Kaus lengan pendek lewat nomor lambung 11 itu mempunyai tulisan 'Sat Tahti' pada bagian depannya.
Tersangka yang saat ini menginjak usia 40 tahun itu nampak mempunyai model potongan rambut yang cepak.
Sedangkan pada bagian mukanya, persisnya di area mata, terlihat disematkan sensor penutup berkelir hitam.
Postur tubuhnya nampak terbilang berisi.
Lalu pada sisi bawah foto itu tercantum info bertuliskan 'Tersangka PW'.

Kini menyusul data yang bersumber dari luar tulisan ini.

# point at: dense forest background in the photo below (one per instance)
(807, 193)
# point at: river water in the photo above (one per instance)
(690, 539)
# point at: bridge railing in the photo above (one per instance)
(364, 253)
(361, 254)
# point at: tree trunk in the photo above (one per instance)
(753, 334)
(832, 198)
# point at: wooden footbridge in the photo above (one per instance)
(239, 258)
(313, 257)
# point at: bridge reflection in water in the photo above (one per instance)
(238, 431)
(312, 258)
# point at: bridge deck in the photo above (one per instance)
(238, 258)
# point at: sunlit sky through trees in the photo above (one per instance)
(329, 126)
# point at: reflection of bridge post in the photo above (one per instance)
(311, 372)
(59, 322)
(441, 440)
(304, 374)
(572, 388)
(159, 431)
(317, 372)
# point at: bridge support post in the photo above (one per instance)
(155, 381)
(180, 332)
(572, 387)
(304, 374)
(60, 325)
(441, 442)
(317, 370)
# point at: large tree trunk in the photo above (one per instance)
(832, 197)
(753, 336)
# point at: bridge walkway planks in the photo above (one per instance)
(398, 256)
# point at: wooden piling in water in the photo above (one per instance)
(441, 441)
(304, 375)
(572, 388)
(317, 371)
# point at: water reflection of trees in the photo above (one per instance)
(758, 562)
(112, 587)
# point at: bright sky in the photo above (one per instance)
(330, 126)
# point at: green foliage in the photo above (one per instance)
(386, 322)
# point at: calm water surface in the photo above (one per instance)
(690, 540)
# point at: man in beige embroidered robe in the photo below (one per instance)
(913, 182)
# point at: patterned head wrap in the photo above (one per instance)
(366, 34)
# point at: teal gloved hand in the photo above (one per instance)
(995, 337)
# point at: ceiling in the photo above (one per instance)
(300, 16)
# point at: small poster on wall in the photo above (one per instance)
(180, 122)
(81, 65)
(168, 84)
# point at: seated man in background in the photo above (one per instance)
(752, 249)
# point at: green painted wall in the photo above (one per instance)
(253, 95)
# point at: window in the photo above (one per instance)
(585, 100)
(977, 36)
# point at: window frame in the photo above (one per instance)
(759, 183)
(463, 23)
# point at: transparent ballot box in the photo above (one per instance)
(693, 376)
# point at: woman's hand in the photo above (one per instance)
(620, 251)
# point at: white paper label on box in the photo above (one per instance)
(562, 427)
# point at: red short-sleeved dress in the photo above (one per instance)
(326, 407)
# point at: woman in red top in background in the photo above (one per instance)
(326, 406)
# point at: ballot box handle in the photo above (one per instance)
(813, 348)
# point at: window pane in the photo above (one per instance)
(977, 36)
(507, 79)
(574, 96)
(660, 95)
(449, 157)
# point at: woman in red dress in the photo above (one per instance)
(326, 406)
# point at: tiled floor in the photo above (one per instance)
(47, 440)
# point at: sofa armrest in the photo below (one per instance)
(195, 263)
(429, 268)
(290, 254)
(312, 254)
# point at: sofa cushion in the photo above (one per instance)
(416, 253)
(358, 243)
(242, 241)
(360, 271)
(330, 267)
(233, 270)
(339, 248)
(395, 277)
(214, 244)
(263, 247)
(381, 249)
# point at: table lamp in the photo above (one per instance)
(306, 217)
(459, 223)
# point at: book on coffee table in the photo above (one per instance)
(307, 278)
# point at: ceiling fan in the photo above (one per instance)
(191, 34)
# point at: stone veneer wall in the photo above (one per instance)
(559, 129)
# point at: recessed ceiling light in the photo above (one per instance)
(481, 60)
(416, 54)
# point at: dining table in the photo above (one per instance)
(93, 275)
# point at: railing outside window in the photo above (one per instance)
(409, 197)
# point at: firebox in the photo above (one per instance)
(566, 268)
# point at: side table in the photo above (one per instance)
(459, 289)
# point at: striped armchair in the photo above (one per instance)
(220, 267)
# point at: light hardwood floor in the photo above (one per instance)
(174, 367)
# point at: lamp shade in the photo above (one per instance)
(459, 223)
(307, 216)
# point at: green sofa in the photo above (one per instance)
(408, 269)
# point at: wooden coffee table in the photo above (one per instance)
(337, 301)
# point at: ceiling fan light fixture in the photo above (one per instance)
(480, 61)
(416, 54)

PW sendiri ialah menantu dari Aminah yang secara sengaja menaburkan racun tikus ke dalam hidangan sate ayam sebelum dikirimkan buat korban.
"Pelaku (PW) saat ini dan sudah dalam proses pemeriksaan sebagai tersangka. Dari saksi sudah kami naikkan tersangka," Kapolres Boyolali, AKBP Indra Maulana Saputra, dalam pers rilis yang dilaksanakan di Mapolres setempat, dilansir detikJateng, Selasa (9/6/2026).
Di depan pihak penyidik, tersangka PW pun telah menyampaikan pengakuan bahwa dirinya ialah pihak yang mengantarkan sate ayam beracun itu buat korban.
Sebelum paket kuliner itu dikirim menuju kediaman korban lewat layanan ojek daring, tersangka terlebih dahulu memasukkan racun tikus ke dalamnya.
"Diakui oleh terduga pelaku bahwa terduga pelaku membeli sate tersebut kemudian mencampur racun tikus yang pelaku beli ke dalam sate tersebut. Kemudian, dengan menggunakan akun palsu mengirimkan ke kediaman almarhumah atau korban," jelasnya.